There are pockets, neighborhoods and where you can find opportunities to see people engaging each other outside of contrived setting of a mall or shopping center. The area I am most familiar with is Down Town Los Angeles and its eastern fringes the Toy and Garment Districts and Skid Row. In these areas there is mix returning. For years and until about ten years ago with the bravery of some forward thinking folks, down town la (DTLA) was a virtual ghost town with those employed in the area fleeing, heading back to their homes out in the suburbs. As the rich and well to do, have started to return and stay, the mix is back, for the time being, people, in various stations of life, from the homeless, working poor, hustlers, rich and hipsters.
This mixes is likely to go away with the pendulum swinging in the other direction with gentrification hitting its stride. Case in point the ending of a era with the purchasing of of self proclaimed “last dive bar in LA”, King Edwards Saloon in Skid Row, closing its doors, ending over a hundred year run. But like the new management and its handling of the once King Eddy, nothing is official, yet, and still the low down of the town’s future is yet to be written.
An exit from the freeway and a crossing of the 4th Street, bridge five dollars for parking are the bugles to me, the releasing of the hounds, the hunt is on. For me, it is not only about the picture, but about a story, about an interaction. My photography I often lead with my ears – that is i am looking for that story and the accompanying picture. One making the other more than the sum of their parts. What makes this person tick? What is life like for them on the other side of their eyes – how different is their world from mine?

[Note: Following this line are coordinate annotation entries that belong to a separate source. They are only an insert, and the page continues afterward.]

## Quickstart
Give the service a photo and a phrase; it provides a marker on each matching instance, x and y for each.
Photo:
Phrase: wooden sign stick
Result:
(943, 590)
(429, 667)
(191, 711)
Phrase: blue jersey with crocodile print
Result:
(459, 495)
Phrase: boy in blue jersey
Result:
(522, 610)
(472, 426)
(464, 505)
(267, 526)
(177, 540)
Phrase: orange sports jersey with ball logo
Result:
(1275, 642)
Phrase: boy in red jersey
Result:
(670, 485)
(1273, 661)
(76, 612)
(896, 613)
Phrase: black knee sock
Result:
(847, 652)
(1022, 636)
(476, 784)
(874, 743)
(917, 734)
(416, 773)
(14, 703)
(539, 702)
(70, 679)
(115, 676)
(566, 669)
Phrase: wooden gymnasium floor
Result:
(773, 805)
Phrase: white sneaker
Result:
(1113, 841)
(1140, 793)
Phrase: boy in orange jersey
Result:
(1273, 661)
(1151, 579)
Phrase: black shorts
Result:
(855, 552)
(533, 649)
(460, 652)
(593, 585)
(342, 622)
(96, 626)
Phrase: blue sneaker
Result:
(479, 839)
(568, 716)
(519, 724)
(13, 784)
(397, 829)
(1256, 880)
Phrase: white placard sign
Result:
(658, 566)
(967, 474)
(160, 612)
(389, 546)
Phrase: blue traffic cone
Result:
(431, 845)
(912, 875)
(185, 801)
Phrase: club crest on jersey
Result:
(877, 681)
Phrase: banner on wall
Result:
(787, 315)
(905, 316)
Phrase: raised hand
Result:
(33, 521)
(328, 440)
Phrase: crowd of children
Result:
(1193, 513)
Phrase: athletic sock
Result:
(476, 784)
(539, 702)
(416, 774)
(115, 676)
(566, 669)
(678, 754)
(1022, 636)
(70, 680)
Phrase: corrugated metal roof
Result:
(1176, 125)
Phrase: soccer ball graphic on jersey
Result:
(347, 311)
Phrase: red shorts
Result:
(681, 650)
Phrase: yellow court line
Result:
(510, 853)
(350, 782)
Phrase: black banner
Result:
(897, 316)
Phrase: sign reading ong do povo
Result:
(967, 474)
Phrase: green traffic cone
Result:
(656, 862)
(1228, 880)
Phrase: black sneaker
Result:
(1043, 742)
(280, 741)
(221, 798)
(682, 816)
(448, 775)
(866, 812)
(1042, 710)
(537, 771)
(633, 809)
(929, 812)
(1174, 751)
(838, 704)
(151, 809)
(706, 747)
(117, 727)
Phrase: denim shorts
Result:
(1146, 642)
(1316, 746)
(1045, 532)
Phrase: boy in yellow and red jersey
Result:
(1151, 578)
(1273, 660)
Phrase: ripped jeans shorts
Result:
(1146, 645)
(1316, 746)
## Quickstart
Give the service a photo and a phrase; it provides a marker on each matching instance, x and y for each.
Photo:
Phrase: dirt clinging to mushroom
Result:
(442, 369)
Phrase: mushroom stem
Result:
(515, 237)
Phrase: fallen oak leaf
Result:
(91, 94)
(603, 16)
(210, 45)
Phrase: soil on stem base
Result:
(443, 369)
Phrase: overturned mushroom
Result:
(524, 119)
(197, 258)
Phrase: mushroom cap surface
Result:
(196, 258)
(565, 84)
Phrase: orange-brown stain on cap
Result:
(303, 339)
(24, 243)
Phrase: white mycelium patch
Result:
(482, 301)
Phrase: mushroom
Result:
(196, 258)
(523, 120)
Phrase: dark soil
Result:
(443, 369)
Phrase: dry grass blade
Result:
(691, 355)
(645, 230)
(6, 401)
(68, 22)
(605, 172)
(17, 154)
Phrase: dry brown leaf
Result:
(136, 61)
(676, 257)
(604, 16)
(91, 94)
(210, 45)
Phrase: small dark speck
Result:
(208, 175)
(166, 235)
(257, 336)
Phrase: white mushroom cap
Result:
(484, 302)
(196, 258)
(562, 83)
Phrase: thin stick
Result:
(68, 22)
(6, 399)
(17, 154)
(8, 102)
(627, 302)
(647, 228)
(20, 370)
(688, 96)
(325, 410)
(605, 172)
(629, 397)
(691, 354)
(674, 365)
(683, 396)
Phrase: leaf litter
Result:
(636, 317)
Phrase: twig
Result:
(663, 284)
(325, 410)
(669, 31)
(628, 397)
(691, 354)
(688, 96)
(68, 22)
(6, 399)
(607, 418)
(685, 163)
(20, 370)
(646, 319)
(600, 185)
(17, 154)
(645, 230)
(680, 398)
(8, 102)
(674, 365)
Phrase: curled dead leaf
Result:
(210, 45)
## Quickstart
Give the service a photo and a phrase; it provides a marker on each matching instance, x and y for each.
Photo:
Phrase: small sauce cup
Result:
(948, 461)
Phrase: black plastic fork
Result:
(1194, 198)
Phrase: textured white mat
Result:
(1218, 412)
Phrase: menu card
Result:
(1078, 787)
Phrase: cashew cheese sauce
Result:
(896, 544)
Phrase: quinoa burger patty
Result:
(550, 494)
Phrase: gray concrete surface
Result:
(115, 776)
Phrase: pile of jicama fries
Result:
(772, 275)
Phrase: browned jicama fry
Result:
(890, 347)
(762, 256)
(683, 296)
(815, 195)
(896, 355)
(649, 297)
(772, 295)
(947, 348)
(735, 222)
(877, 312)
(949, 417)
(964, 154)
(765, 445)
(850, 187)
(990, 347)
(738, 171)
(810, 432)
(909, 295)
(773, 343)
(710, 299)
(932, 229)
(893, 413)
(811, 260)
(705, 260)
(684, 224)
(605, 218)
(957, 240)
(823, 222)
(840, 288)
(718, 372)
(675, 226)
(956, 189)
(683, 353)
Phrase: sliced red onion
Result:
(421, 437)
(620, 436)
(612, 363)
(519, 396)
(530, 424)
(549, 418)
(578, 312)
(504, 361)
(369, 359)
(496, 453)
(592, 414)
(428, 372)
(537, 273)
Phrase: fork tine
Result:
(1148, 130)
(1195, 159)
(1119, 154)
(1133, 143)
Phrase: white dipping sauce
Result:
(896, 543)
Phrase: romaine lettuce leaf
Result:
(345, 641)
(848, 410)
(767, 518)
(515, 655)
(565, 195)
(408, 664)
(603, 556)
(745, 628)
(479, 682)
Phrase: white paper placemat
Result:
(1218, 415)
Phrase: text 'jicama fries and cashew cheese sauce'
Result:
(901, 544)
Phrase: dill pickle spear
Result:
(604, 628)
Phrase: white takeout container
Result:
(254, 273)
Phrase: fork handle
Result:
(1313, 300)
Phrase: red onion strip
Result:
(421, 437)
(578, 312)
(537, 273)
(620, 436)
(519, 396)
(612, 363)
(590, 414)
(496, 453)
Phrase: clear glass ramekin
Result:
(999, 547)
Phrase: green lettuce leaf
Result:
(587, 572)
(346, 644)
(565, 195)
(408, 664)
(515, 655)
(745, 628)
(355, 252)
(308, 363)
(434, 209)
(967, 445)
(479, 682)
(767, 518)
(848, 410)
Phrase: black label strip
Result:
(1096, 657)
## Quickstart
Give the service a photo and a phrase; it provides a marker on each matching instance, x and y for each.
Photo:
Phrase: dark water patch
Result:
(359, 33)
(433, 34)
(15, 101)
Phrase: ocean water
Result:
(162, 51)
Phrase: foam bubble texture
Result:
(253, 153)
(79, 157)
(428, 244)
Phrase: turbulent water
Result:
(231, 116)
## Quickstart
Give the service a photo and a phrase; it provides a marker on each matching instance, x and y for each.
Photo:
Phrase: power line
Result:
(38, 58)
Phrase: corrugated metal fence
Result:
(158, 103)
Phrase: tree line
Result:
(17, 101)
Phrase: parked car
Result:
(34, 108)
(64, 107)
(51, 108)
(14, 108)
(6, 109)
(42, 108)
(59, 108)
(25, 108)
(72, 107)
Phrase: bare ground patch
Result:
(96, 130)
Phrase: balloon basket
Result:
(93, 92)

In a place like LA with a lack of widespread public space it is important to learn the art of conversation and story telling. There is a beauty of connection if you have a willing ear – which is something you can learn but not fake. I’ve had the pleasure of learning from two master story tellers, which has helped me to document Los Angeles.
Shooting with Story Tellers
I’ve been able learn the art of the long story from Robert @visualwhiplash_ who I’ve seen disarm an angry drunk with a few well placed question and a quick personal connection. And from someone who feels relaxed and at ease a story most always follows. There have been times where some extremely personal stories of tragedy or success and some times with in the same story as in the case of John, Robert recounts his story,
“I stabbed the guy seven times. I didn’t handle it right…Seven years hence, things are looking up though: he’s off drugs and has two grandchildren whom he proudly pronounced were potty trained by him.”
This you won’t find or see with just a portrait or just a candid shot. There needs to be a connection longer than a focus and white balancing some semblance of trust. I am not naive to think that all of what I’m being told is gospel truth but I tend not to think its all a lie either. But even if it is a lie it is OK with me, as I account this to be a skill of survival and the story is based off their read of me and what they’ve assessed will be a working tale. Maybe it will be to get a burger, beer, or blunt. While I have my beliefs, which is a big part of why I’m here in the first place, I am not there to pass it on those who I photograph – but now this is starting to sound like my next article…
The art of the short story has been taught to me by @cachafaz on Instagram Pachi in life. The dignity of a just a first name, to not be counted as unseen, to have an identity, a past, an existence. While Pachi will sometimes engage in a longer story, to me, it’s his use of a name, a picture, repeated, that has given his work such power:
Dhurba, Curtiss, Alonso, Dave, Daniel, Taylor, Nelson, Samuel, Robert, Mike, Pablo Perez, Jamal, Anthony, John
Portraits with names taken with my brief time with Patch on his last visit to Los Angeles.
This has been my approach to street photography in a land, city and time where where folks are out and about mixing with each other are hard to come by in a space so large. I’m not an expert of LA and so my search continues to find people to hear stories, but I know that where ever I go LA has taught me well, that its isn’t always just about the snap but about the connection with the ear.
As I’m fond of saying, “A picture of a white whale doesn’t tell the story of Moby Dick.”